Pinging the router from this WiFi connected laptop looks like this:
PING 192.168.1.1 (192.168.1.1) 56(84) bytes of data.
64 bytes from 192.168.1.1: icmp_seq=1 ttl=64 time=5.07 ms
64 bytes from 192.168.1.1: icmp_seq=2 ttl=64 time=2.65 ms
64 bytes from 192.168.1.1: icmp_seq=3 ttl=64 time=3.25 ms
64 bytes from 192.168.1.1: icmp_seq=4 ttl=64 time=2.40 ms
64 bytes from 192.168.1.1: icmp_seq=5 ttl=64 time=3.02 ms
64 bytes from 192.168.1.1: icmp_seq=6 ttl=64 time=34.5 ms
64 bytes from 192.168.1.1: icmp_seq=7 ttl=64 time=4.62 ms
64 bytes from 192.168.1.1: icmp_seq=8 ttl=64 time=5.78 ms
Notice that the pings take longer on WiFi than on ethernet, and there was one that was 10 times the average!

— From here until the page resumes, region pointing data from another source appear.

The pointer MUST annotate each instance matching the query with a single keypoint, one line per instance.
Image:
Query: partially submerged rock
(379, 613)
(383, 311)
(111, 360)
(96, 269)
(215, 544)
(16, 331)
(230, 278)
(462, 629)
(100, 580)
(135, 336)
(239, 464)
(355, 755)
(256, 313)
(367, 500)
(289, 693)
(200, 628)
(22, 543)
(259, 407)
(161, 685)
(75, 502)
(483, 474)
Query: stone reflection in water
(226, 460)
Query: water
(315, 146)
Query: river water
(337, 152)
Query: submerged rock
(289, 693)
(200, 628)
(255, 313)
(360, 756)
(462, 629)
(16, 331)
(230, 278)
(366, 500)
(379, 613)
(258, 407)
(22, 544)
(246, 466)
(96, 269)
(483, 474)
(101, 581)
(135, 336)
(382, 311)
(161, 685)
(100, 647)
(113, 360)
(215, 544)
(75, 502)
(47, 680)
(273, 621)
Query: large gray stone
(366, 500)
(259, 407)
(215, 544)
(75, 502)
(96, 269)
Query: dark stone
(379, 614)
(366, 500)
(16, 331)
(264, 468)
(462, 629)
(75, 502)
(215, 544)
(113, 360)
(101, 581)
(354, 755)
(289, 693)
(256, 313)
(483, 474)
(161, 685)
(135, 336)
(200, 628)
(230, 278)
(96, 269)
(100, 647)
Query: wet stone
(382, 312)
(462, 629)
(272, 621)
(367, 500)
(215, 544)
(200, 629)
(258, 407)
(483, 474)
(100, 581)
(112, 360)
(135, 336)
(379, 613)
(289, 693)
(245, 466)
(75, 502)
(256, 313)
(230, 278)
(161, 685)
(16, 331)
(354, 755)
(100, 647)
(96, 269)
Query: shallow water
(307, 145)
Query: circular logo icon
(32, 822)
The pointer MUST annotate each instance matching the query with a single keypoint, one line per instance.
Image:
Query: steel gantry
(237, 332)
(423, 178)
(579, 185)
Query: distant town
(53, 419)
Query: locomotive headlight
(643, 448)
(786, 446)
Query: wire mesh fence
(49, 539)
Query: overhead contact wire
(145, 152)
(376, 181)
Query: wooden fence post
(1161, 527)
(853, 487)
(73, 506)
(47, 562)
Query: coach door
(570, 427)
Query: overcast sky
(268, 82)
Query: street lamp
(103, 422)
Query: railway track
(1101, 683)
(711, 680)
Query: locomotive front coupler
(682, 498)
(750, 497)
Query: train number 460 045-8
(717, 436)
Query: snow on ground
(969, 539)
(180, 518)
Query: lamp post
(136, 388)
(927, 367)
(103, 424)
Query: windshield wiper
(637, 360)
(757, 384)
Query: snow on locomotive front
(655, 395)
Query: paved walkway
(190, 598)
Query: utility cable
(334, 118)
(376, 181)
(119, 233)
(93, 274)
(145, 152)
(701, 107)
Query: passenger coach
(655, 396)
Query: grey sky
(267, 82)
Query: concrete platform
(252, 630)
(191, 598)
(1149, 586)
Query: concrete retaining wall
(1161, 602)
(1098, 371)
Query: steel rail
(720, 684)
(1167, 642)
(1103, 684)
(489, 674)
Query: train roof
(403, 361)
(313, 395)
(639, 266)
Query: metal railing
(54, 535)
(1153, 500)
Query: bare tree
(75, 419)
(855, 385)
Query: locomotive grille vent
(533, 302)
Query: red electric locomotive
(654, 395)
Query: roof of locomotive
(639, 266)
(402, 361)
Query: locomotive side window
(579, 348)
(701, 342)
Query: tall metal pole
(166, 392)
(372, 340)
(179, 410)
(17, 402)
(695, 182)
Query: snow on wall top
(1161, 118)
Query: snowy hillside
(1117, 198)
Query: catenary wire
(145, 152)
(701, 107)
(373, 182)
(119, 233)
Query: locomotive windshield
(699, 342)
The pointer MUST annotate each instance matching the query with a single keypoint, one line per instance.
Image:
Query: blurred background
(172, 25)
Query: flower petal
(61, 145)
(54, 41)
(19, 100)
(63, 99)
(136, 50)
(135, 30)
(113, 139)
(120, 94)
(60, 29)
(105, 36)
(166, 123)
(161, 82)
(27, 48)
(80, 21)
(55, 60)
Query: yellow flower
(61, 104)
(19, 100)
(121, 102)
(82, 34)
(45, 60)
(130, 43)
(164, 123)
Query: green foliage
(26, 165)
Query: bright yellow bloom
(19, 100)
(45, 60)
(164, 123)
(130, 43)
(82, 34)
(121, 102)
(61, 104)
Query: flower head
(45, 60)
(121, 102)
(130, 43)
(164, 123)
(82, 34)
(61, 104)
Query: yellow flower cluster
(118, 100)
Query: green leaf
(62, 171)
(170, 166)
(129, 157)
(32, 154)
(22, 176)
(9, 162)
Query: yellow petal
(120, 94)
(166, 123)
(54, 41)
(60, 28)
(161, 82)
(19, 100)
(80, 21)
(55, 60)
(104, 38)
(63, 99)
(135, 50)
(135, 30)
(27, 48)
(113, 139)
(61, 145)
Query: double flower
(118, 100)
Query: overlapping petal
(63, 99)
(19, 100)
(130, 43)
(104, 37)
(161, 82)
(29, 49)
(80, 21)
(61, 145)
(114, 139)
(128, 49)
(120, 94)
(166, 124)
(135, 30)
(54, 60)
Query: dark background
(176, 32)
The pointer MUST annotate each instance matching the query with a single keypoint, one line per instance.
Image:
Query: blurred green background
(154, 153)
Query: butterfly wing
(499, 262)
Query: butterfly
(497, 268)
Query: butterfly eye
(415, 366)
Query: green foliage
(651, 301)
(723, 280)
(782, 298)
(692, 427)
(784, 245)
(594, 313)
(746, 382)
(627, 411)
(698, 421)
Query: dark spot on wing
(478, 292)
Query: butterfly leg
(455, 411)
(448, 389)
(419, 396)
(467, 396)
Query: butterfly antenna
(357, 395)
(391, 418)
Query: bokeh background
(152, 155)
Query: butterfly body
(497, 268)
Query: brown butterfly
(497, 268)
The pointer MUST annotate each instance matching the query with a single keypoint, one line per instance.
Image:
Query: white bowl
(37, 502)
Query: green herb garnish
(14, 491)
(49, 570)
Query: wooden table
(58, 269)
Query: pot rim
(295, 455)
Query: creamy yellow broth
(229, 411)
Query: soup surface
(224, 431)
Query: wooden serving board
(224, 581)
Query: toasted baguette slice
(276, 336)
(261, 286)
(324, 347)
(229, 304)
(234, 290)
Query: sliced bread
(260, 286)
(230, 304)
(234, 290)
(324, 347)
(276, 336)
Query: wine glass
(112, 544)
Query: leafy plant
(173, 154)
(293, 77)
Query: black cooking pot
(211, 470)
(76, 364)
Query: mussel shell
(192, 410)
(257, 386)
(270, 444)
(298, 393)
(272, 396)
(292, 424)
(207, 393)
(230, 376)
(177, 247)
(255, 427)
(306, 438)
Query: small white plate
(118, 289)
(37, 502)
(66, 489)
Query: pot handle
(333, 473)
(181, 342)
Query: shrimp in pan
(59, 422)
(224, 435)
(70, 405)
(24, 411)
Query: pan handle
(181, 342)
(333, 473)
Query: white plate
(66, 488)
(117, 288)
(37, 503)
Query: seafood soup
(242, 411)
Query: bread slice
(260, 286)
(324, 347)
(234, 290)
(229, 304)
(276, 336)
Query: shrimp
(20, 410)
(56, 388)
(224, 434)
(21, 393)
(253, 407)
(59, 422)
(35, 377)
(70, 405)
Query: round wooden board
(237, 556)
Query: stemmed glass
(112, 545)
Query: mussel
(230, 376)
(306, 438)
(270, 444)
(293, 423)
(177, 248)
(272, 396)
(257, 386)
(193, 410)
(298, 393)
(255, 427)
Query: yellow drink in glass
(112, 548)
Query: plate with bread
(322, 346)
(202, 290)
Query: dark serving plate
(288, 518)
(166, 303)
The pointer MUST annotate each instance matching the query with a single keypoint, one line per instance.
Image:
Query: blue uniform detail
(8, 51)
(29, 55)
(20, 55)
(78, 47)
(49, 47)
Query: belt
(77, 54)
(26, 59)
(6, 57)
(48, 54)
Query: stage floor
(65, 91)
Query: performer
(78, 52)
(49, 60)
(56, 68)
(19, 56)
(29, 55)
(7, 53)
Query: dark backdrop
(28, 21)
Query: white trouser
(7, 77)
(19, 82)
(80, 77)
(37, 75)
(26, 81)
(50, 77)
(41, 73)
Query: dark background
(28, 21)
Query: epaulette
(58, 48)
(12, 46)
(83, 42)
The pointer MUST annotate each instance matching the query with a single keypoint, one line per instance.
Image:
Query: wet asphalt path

Pinging the satellite from this WiFi connected laptop looks like this:
PING 192.168.1.5 (192.168.1.5) 56(84) bytes of data.
64 bytes from 192.168.1.5: icmp_seq=1 ttl=64 time=11.1 ms
64 bytes from 192.168.1.5: icmp_seq=2 ttl=64 time=4.68 ms
64 bytes from 192.168.1.5: icmp_seq=3 ttl=64 time=6.50 ms
64 bytes from 192.168.1.5: icmp_seq=4 ttl=64 time=7.61 ms
64 bytes from 192.168.1.5: icmp_seq=5 ttl=64 time=9.41 ms
64 bytes from 192.168.1.5: icmp_seq=6 ttl=64 time=5.18 ms
64 bytes from 192.168.1.5: icmp_seq=7 ttl=64 time=10.8 ms
64 bytes from 192.168.1.5: icmp_seq=8 ttl=64 time=5.38 ms
Again, uniformly longer than the ethernet and longer than directly to the router.
bisu-fan
Mar 22, 2020Aspirant
thanks for the response! yeah i'm pinging from my desktop which is connected to a satellite which is connected wirelessly to the base router (roughly 30 feet in between).
What's weird is that during the day, this ping issue is nonexistent, the ping is always low and around 10ms. Only during the evening/night does it have these random spikes. At its worst, the average was 200ms and the spikes were up to ~600ms every 5 pings or so. This didn't happen before the update to 2.5.1.8, but it also wasn't quarantine before I updated, so I can't tell if it is one or the other. However, during the day when the ping is not quite as bad, the number of deviced using the network is not substantially higher. Could people using their networks around me be that detrimental to my backhaul connection?